Después de un tejer y destejer de pasos entre las grietas profundas del dormido Toledo, vinimos a parar al sitio del convento en el instante en que sus defendidas ventanas se encendían, llenándose de velados cantos y oraciones monjiles. Mientras se sucedían los monótonos rezos, los cofrades de la hermandad, que me habían dejado solo en uno de los extremos de la plaza, amparados entre las columnas del atrio, se cubrieron de arriba abajo con las sábanas, apareciendo, lentos y distanciados por diversos lugares, blancos y reales fantasmas de otro tiempo, en la callada irrealidad de la penumbra toledana. La sugestión y el miedo que comencé a sentir iban subiendo, cuando de pronto las ensabanadas visiones se agitaron y, gritándome: “¡Por aquí, por aquí!”, se hundieron en los angostos callejones, dejándome -una de las peores pruebas a que se veían sometidos los novatos de la hermandad- abandonado, solo, perdido en aquella asustante devanadera de Toledo, sin saber dónde estaba y sin la posibilidad consoladora de que alguien me indicase el camino de la posada, pues además de no encontrar a esas alturas de la noche un solo transeúnte, en Toledo, si no le informan a uno a cada treinta metros, puede considerarse, y aun durante el día, extraviado definitivamente. Así que me eché a caminar por la primera callejuela -muy contento, por otra parte, de mi falta de brújula-, decidido a dejarme perder hasta el alba.

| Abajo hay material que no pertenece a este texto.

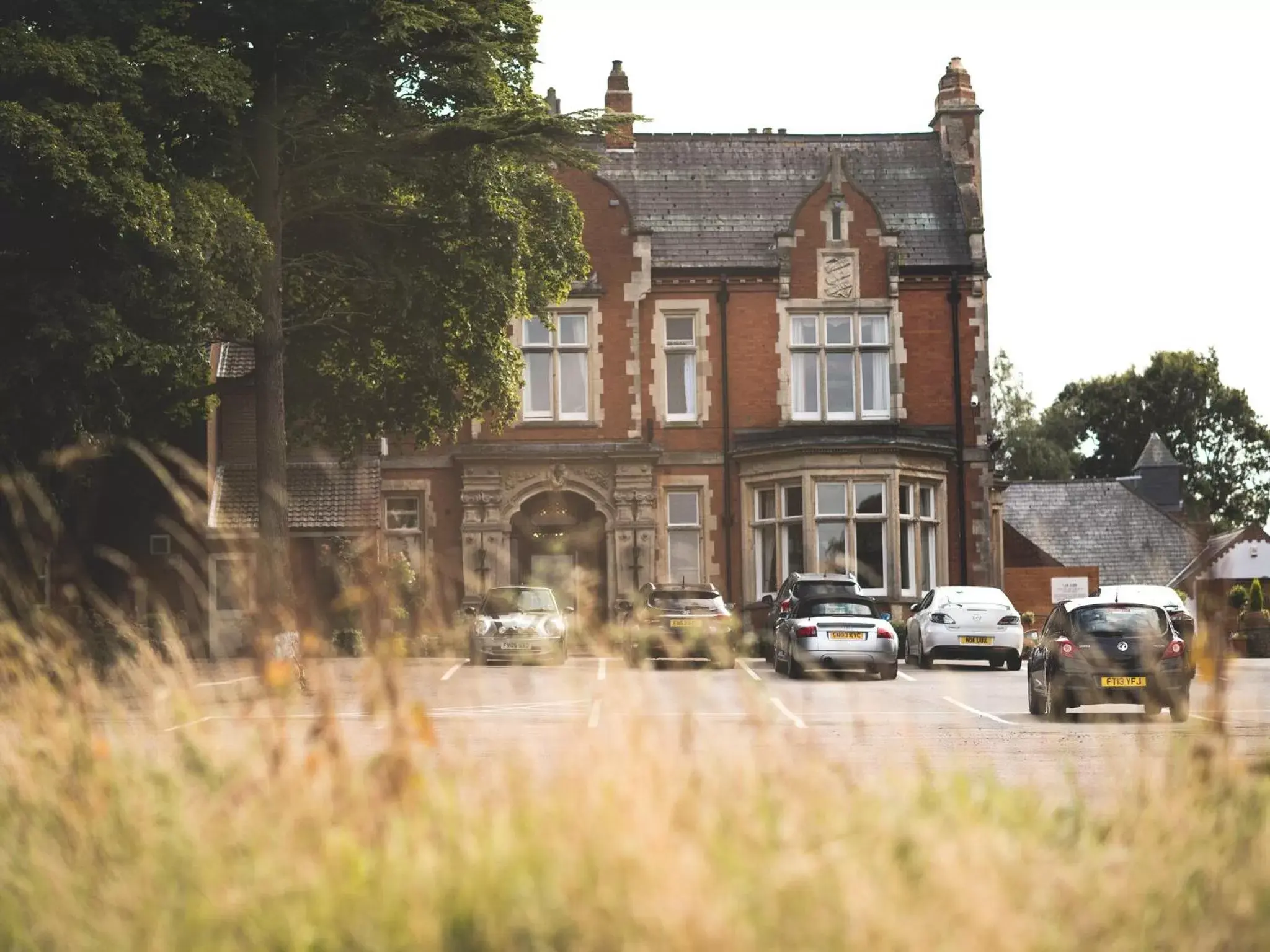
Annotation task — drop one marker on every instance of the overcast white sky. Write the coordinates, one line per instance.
(1126, 156)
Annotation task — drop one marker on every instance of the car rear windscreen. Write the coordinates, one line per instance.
(822, 607)
(1142, 621)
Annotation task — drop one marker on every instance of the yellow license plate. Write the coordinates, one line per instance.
(1124, 682)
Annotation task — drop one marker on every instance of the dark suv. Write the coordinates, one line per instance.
(796, 587)
(686, 622)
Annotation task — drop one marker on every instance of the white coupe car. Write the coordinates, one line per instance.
(957, 624)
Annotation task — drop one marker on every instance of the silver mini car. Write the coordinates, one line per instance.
(520, 622)
(836, 631)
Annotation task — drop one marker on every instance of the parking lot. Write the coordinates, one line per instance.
(954, 715)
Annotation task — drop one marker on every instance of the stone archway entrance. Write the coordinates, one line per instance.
(559, 540)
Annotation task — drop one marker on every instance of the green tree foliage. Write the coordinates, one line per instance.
(120, 259)
(1209, 427)
(1028, 447)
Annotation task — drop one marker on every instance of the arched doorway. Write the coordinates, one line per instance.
(559, 540)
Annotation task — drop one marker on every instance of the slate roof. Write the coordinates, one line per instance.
(721, 200)
(323, 495)
(235, 361)
(1155, 455)
(1101, 523)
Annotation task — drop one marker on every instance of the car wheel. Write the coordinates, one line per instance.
(1034, 705)
(1055, 699)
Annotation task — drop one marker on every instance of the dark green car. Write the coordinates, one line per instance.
(680, 622)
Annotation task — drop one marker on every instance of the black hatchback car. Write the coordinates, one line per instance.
(1099, 651)
(686, 622)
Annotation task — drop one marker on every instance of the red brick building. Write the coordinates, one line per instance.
(780, 362)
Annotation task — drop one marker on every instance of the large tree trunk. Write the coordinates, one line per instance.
(275, 598)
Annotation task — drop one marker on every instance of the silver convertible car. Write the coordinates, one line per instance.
(520, 622)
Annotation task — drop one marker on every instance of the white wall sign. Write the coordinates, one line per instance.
(1064, 589)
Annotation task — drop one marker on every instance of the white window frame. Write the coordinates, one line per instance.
(690, 351)
(554, 348)
(683, 528)
(822, 348)
(780, 523)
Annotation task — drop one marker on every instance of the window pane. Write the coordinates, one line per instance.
(766, 506)
(538, 384)
(907, 546)
(536, 332)
(682, 508)
(573, 382)
(681, 384)
(807, 384)
(871, 555)
(869, 498)
(831, 544)
(793, 546)
(928, 500)
(680, 332)
(403, 513)
(873, 329)
(837, 329)
(804, 329)
(793, 500)
(685, 555)
(841, 372)
(765, 549)
(831, 498)
(572, 328)
(930, 558)
(876, 381)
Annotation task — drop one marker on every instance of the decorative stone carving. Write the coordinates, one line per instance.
(840, 276)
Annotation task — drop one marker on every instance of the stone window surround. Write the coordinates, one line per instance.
(788, 307)
(709, 524)
(817, 470)
(595, 363)
(681, 307)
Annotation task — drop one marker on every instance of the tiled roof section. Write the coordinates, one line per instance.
(235, 361)
(1103, 523)
(1155, 454)
(721, 200)
(323, 495)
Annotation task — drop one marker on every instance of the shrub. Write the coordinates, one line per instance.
(1256, 601)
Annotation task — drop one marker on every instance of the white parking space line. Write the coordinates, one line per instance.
(780, 706)
(977, 711)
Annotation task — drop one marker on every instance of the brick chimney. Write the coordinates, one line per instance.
(618, 99)
(957, 121)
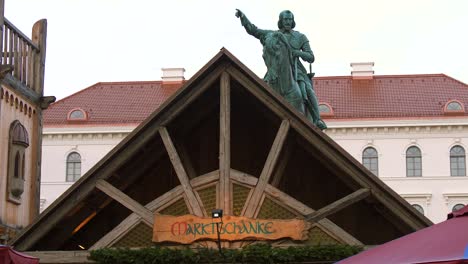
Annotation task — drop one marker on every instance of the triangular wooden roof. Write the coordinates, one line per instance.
(224, 140)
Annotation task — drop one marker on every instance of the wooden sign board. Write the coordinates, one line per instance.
(188, 228)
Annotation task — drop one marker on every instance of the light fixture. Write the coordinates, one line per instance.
(218, 214)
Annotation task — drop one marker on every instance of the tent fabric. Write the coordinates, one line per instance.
(443, 243)
(10, 256)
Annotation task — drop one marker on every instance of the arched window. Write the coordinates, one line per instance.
(17, 165)
(73, 167)
(419, 208)
(457, 207)
(457, 161)
(370, 160)
(17, 145)
(413, 162)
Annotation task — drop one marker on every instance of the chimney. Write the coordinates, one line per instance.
(362, 70)
(173, 75)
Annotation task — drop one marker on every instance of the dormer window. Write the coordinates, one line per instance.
(325, 109)
(454, 107)
(77, 114)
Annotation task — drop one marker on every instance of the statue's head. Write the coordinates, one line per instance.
(286, 20)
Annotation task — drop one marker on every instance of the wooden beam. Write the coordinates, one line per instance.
(225, 144)
(285, 199)
(243, 178)
(338, 205)
(125, 200)
(267, 170)
(205, 179)
(194, 202)
(279, 171)
(56, 257)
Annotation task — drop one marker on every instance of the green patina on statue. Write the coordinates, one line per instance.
(285, 73)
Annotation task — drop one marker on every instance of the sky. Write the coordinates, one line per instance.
(91, 41)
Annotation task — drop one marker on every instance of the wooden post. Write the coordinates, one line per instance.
(265, 175)
(225, 144)
(39, 36)
(181, 173)
(2, 22)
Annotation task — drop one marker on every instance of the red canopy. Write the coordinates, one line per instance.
(446, 243)
(10, 256)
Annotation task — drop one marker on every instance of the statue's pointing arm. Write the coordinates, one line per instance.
(249, 27)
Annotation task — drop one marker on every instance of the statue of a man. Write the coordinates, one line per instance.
(300, 48)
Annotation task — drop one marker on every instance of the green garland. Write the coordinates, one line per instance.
(258, 253)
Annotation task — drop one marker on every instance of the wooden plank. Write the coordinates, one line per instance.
(296, 205)
(187, 162)
(125, 200)
(279, 171)
(205, 179)
(244, 178)
(39, 37)
(225, 144)
(287, 200)
(133, 219)
(338, 205)
(267, 170)
(180, 171)
(121, 229)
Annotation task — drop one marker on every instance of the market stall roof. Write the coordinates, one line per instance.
(446, 242)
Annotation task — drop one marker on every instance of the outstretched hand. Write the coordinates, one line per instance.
(239, 13)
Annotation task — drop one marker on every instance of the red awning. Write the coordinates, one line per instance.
(446, 243)
(10, 256)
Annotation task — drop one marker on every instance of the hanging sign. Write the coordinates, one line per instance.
(189, 228)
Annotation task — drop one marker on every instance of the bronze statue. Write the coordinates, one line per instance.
(285, 73)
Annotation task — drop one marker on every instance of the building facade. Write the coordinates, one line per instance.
(409, 130)
(21, 106)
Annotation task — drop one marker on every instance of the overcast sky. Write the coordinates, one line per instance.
(90, 41)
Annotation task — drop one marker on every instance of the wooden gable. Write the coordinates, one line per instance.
(224, 140)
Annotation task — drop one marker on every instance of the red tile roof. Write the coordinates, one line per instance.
(390, 96)
(108, 103)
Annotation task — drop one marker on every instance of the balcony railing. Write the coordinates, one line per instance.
(25, 57)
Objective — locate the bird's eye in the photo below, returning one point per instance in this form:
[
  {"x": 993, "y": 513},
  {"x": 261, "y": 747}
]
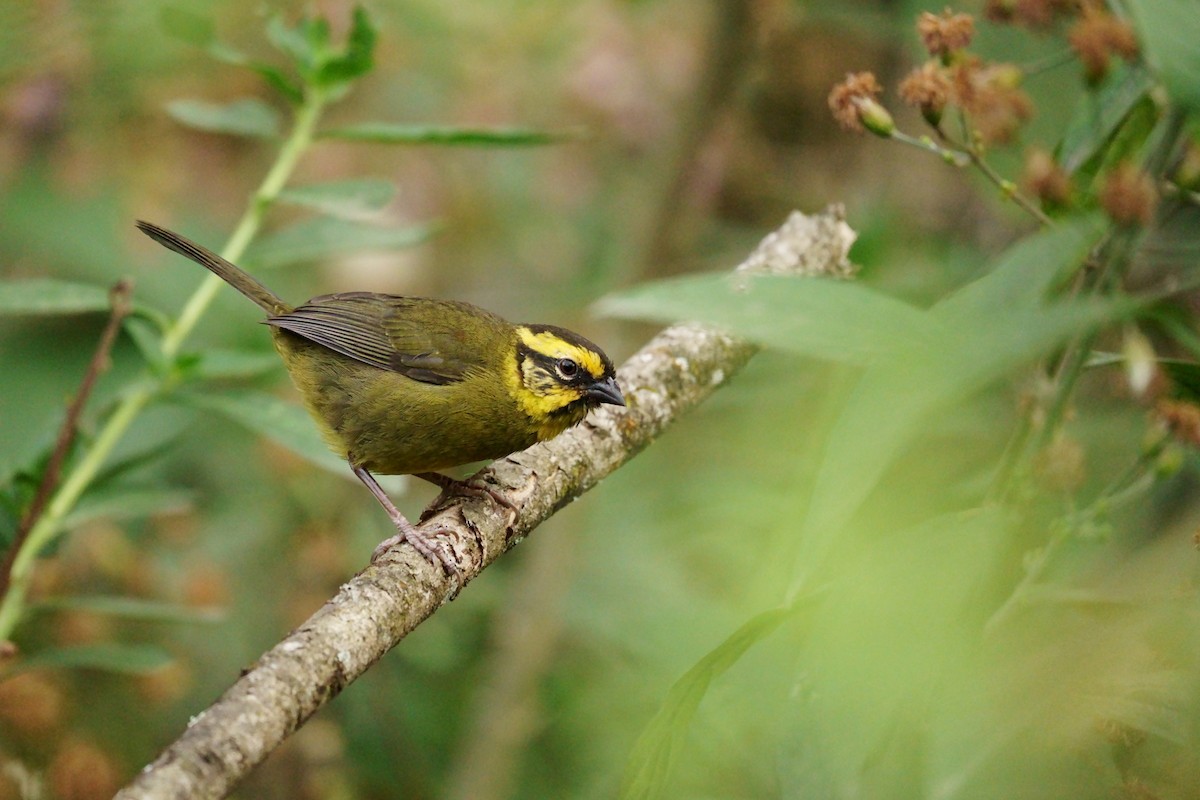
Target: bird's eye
[{"x": 568, "y": 368}]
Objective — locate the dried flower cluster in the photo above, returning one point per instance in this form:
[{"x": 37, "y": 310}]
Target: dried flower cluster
[
  {"x": 1047, "y": 180},
  {"x": 945, "y": 34},
  {"x": 993, "y": 107},
  {"x": 1181, "y": 419},
  {"x": 1128, "y": 196}
]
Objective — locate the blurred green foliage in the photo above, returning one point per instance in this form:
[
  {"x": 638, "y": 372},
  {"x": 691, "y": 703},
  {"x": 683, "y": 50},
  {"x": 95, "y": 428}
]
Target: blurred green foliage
[{"x": 933, "y": 542}]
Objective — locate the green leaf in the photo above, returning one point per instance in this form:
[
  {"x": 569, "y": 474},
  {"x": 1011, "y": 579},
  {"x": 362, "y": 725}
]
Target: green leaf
[
  {"x": 283, "y": 423},
  {"x": 1170, "y": 30},
  {"x": 648, "y": 769},
  {"x": 346, "y": 199},
  {"x": 148, "y": 338},
  {"x": 124, "y": 659},
  {"x": 291, "y": 41},
  {"x": 325, "y": 236},
  {"x": 838, "y": 320},
  {"x": 219, "y": 364},
  {"x": 1025, "y": 274},
  {"x": 1099, "y": 115},
  {"x": 249, "y": 116},
  {"x": 448, "y": 134},
  {"x": 187, "y": 26},
  {"x": 136, "y": 608},
  {"x": 1186, "y": 378},
  {"x": 280, "y": 82},
  {"x": 46, "y": 296},
  {"x": 359, "y": 55},
  {"x": 127, "y": 503},
  {"x": 1000, "y": 323}
]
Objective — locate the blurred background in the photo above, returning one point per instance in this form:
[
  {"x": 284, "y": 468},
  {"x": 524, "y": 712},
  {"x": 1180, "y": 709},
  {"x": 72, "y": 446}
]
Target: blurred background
[{"x": 699, "y": 126}]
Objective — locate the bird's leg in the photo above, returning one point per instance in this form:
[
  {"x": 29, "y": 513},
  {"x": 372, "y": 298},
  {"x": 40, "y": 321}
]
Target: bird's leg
[
  {"x": 472, "y": 486},
  {"x": 424, "y": 545}
]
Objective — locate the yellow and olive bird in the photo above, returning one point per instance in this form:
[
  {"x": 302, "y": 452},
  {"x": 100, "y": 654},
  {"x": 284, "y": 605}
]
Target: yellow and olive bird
[{"x": 414, "y": 385}]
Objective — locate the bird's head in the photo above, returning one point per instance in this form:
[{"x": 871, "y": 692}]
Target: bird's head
[{"x": 559, "y": 377}]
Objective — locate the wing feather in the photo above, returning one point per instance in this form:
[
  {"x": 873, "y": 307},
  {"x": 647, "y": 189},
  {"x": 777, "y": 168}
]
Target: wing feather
[{"x": 431, "y": 341}]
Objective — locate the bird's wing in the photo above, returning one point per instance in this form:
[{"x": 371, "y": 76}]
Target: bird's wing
[{"x": 432, "y": 341}]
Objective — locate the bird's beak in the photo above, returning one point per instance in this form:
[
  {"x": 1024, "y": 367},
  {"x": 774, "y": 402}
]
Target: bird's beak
[{"x": 606, "y": 391}]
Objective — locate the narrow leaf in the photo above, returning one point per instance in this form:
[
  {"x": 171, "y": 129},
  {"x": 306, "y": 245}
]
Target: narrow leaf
[
  {"x": 1098, "y": 116},
  {"x": 136, "y": 608},
  {"x": 1170, "y": 30},
  {"x": 187, "y": 26},
  {"x": 47, "y": 296},
  {"x": 249, "y": 116},
  {"x": 829, "y": 319},
  {"x": 449, "y": 134},
  {"x": 323, "y": 238},
  {"x": 1025, "y": 274},
  {"x": 126, "y": 503},
  {"x": 292, "y": 41},
  {"x": 124, "y": 659},
  {"x": 359, "y": 55},
  {"x": 219, "y": 364},
  {"x": 346, "y": 199},
  {"x": 283, "y": 423},
  {"x": 648, "y": 769}
]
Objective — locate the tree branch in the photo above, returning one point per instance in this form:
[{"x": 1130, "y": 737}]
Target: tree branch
[{"x": 372, "y": 612}]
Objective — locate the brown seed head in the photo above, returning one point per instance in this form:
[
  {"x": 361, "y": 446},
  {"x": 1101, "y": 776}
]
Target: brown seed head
[
  {"x": 946, "y": 32},
  {"x": 1182, "y": 419},
  {"x": 928, "y": 88},
  {"x": 1061, "y": 464},
  {"x": 855, "y": 106},
  {"x": 31, "y": 704},
  {"x": 83, "y": 771},
  {"x": 1128, "y": 196},
  {"x": 1045, "y": 180},
  {"x": 991, "y": 96}
]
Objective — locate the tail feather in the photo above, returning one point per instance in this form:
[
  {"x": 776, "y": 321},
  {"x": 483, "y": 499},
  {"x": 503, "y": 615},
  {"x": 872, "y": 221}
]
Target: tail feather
[{"x": 227, "y": 271}]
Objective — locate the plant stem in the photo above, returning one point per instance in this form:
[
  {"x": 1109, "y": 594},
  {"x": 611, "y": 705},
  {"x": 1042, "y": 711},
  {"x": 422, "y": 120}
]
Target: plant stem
[{"x": 43, "y": 531}]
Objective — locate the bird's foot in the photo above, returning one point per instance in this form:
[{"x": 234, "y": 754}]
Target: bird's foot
[
  {"x": 433, "y": 551},
  {"x": 473, "y": 487}
]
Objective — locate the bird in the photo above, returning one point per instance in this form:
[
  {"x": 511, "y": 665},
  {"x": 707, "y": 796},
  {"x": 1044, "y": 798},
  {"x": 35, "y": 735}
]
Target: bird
[{"x": 401, "y": 385}]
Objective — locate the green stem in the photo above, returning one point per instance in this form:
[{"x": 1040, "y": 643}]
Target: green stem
[{"x": 12, "y": 605}]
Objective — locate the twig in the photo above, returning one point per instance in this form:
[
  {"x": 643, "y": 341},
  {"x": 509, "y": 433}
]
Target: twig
[
  {"x": 83, "y": 473},
  {"x": 677, "y": 371},
  {"x": 119, "y": 299}
]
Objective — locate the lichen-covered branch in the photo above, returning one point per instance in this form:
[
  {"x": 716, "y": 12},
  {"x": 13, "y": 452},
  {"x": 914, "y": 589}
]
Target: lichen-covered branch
[{"x": 673, "y": 373}]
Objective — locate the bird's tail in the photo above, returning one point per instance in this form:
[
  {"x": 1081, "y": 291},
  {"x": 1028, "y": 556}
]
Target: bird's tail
[{"x": 227, "y": 271}]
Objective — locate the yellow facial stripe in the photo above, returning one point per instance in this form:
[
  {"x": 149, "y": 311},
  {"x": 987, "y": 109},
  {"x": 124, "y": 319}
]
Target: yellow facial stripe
[{"x": 551, "y": 346}]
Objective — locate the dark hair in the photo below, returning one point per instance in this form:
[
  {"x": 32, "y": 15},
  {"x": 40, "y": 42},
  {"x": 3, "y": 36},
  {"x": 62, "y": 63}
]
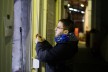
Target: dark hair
[{"x": 68, "y": 24}]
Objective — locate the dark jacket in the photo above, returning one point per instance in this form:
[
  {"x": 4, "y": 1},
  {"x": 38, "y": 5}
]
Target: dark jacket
[{"x": 59, "y": 57}]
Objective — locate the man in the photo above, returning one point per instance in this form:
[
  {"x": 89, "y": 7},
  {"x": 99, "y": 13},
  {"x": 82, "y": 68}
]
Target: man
[{"x": 59, "y": 57}]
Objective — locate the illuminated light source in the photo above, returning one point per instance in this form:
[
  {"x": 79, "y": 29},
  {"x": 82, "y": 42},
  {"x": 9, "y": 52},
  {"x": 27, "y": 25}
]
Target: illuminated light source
[{"x": 82, "y": 5}]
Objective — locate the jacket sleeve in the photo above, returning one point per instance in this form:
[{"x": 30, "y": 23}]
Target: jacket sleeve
[{"x": 47, "y": 53}]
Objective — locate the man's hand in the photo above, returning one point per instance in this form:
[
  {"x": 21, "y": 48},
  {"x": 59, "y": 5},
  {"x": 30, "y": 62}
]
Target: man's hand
[{"x": 39, "y": 38}]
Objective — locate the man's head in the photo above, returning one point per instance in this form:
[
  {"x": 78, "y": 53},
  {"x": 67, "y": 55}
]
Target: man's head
[{"x": 64, "y": 26}]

Andar por Toledo, y en la oscuridad de una noche sin luna como aquélla, es adelgazarse, afinarse hasta quedar convertido en un perfil, una lámina humana, dispuesta a herirse todavía, a cortarse contra los quicios de tan extraña resquebrajadura, es volverse de aire, silbo de agua para aquellos enjutos pasillos, engañosas cañerías, de súbito chapadas, sin salida posible, es siempre andar sobre lo andado, irse volviendo pasos sin sentido, resonancia, eco final de una perdida sombra.

Perdida y mareada sobra era yo, cuando de pronto, en uno de esos imprevistos ensanches -brusquedad de una grieta que supone una plaza, codazo de una calleja que hunde un trecho de espacio para el murallón de un convento, una iglesia, un edificio señorial-, se levantó ante mí un desmelenado y romántico muro de yedra, entre la que clareaba algo que me hizo forzar la mirada para comprenderlo. Era una losa blanca, una lápida escrita, interrumpida aquí y allá por el cabello oscuro de la enredadera. El temblequeo de un farolillo colgado a una hornacina me ayudó a descifrar: “AQUÍ NACIÓ GARCILASO DE LA VEGA…” La inscripción continuaba en letra pequeña, dificil de leer, aumentando otra vez de tamaño al llegar a los números que indicaban el año de nacimiento y el de la muerte del poeta: 1503-1536. Y me pareció entonces como si Gacilaso, un Garcilaso de hojas frescas y oscuras, se desprendiese de aquella enredadera y echase caminar conmigo por el silencio nocturno de Toledo en espera del alba.

Sirva esta entrada de homenaje a este grupo heterodoxo de genios, unidos por una amistad que quedaba por encima de ideologías políticas y corrientes artísticas y a los que les unía dos cosas: su enorme talento y su amor por Toledo.